Fast Rates for Nonstationary Weighted Risk Minimization

TL;DR

This paper analyzes the out-of-sample prediction error of weighted empirical risk minimization under nonstationary data, providing bounds that adapt to distribution drift and data dependence.

Contribution

It offers a general decomposition of excess risk, oracle inequalities under mixing conditions, and applies these to various models, achieving near-optimal rates.

Findings

Provides a decomposition of excess risk into learning and drift error terms.

Establishes oracle inequalities for the learning error under mixing conditions.

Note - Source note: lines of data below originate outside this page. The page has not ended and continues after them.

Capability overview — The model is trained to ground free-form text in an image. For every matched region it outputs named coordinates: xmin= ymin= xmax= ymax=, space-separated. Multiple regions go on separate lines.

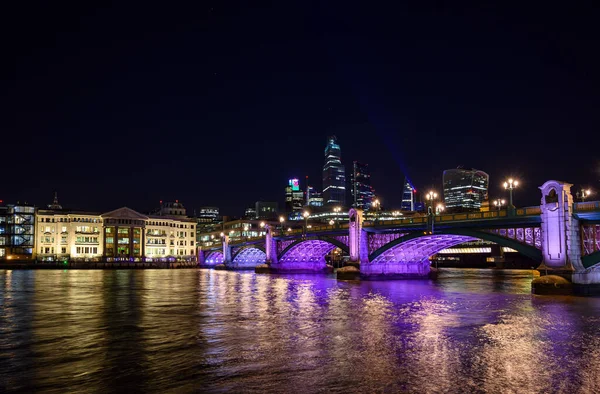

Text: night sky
xmin=0 ymin=1 xmax=600 ymax=215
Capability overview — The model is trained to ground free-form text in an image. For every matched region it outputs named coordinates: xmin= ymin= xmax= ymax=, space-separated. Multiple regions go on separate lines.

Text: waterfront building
xmin=0 ymin=203 xmax=35 ymax=260
xmin=285 ymin=178 xmax=304 ymax=213
xmin=197 ymin=207 xmax=220 ymax=222
xmin=158 ymin=200 xmax=187 ymax=216
xmin=198 ymin=219 xmax=274 ymax=247
xmin=443 ymin=168 xmax=489 ymax=213
xmin=244 ymin=207 xmax=256 ymax=219
xmin=35 ymin=196 xmax=196 ymax=261
xmin=255 ymin=201 xmax=279 ymax=220
xmin=323 ymin=136 xmax=346 ymax=206
xmin=351 ymin=160 xmax=375 ymax=211
xmin=306 ymin=186 xmax=323 ymax=207
xmin=400 ymin=177 xmax=417 ymax=212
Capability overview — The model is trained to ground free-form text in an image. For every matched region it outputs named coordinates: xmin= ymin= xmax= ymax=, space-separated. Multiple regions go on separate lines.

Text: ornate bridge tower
xmin=539 ymin=181 xmax=583 ymax=279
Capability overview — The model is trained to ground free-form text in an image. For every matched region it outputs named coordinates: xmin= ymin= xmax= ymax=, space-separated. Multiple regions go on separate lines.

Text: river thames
xmin=0 ymin=269 xmax=600 ymax=393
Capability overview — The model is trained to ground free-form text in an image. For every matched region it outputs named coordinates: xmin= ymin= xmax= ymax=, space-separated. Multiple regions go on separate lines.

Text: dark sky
xmin=0 ymin=0 xmax=600 ymax=215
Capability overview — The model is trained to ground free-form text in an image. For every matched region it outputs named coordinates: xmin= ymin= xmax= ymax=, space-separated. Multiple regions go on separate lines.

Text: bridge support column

Achieves minimax-optimal rates in stationary and unweighted cases.

Abstract

Weighted empirical risk minimization is a common approach to prediction under distribution drift. This article studies its out-of-sample prediction error under nonstationarity. We provide a general decomposition of the excess risk into a learning term and an error term associated with distribution drift, and prove oracle inequalities for the learning error under mixing conditions. The learning bound holds uniformly over arbitrary weight classes and accounts for the effective sample size induced by the weight vector, the complexity of the weight and hypothesis classes, and potential data dependence. We illustrate the applicability and sharpness of our results in (auto-) regression problems with linear models, basis approximations, and neural networks, recovering minimax-optimal rates (up to logarithmic factors) when specialized to unweighted and stationary settings.